Monday, February 3, 2014

Raytheon Company: Great Earnings Do Not a "Buy" Make

One of my very favorite defense contractors reported earnings this past week: Raytheon (NYSE: RTN  ) . Its earnings "beat the Street." Investors cheered. But I'm still not buying the stock. And now I'll tell you why.

Reporting earnings for fiscal Q4 and full-year 2014 Thursday, Raytheon announced that:

Fiscal 2013 sales declined 3%, capped by a veritable collapse in Q4 sales -- down 9%, but operating profit margins actually gained about 20 basis points, rising to 12.4% for the year. Net income climbed 6% as a result, and profits per diluted share grew 9% to $6.16, helped by a share-count reduction of 10 million.

So far, so good -- and it even gets better. Raytheon produced $2.4 billion in cash from operations in 2013, a 22% increase over 2012 operating cash flow. Combined with a modest reduction in cash outflows for capital investment, this translated into free cash flow of $2.1 billion, or a 30% improvement over 2012 FCF.
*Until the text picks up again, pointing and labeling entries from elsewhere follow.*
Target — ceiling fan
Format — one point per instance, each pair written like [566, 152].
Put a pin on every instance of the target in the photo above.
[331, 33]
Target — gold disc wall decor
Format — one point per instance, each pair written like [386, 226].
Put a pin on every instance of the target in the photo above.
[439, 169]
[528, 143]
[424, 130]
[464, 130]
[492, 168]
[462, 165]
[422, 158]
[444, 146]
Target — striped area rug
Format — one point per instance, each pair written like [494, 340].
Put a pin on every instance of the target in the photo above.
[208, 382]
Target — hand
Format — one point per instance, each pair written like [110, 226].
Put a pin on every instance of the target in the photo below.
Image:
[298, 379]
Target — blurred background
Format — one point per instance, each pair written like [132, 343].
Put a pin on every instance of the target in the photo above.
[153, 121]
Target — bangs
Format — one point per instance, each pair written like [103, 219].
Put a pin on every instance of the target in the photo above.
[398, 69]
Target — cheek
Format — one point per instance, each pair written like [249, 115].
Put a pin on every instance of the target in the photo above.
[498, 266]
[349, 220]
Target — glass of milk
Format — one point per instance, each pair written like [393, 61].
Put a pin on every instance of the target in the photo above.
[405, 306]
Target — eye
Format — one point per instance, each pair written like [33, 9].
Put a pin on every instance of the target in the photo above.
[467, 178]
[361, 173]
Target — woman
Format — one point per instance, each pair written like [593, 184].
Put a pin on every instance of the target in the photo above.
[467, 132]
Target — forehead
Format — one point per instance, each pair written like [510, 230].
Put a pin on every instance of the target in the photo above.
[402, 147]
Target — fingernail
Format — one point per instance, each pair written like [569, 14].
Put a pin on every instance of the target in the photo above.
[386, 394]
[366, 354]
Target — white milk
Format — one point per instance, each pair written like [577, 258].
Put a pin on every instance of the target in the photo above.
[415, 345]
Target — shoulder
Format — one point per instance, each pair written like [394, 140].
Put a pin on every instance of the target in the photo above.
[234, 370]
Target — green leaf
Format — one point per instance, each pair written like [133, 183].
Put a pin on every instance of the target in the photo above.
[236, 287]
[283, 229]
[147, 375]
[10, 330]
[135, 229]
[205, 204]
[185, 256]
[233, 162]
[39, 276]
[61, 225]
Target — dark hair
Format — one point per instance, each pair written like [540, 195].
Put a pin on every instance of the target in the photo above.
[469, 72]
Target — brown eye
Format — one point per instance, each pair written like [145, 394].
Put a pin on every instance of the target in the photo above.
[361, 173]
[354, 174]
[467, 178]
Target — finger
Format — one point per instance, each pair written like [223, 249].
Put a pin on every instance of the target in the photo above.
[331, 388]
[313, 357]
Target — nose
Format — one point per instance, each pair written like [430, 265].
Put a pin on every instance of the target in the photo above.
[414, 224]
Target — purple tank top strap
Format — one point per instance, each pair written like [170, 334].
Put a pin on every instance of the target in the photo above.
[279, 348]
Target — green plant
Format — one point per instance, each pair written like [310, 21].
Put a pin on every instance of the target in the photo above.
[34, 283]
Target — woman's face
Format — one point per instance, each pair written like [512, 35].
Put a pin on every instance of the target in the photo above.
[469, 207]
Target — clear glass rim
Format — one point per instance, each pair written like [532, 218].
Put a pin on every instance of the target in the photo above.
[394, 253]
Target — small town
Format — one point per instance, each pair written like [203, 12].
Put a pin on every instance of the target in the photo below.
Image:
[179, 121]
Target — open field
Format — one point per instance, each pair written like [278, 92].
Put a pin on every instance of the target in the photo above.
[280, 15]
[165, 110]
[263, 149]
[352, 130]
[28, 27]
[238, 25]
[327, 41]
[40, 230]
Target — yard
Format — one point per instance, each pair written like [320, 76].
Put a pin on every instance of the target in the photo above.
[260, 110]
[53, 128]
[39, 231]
As a result, Raytheon's now generating about 5% more real, cash profit than it reports as net income under GAAP. Its true valuation is correspondingly cheaper. Rather than the 15.4 "P/E" ratio that you see as the stock's valuation on Yahoo! Finance, it may be better to think of the stock as selling for just 14.4 times free cash flow. Problem is -- that's still not cheap enough.

Valuation matters
With Raytheon trading at 14.4 times free cash flow today, you'd ordinarily want to see this stock growing its profits at about 12% annually to justify its stock price (taking into account Raytheon's 2.3% dividend yield). Heroic efforts to boost cash production, cut costs, and make up for a shrinking U.S. defense budget by selling more weapons systems abroad, however, were only sufficient to lift Raytheon up to 9% profit growth. (The free cash flow performance was better than that, but FCF is notoriously lumpy. Investors who are banking on seeing Raytheon continue to produce 30% cash profits growth year after year are bound to be disappointed.)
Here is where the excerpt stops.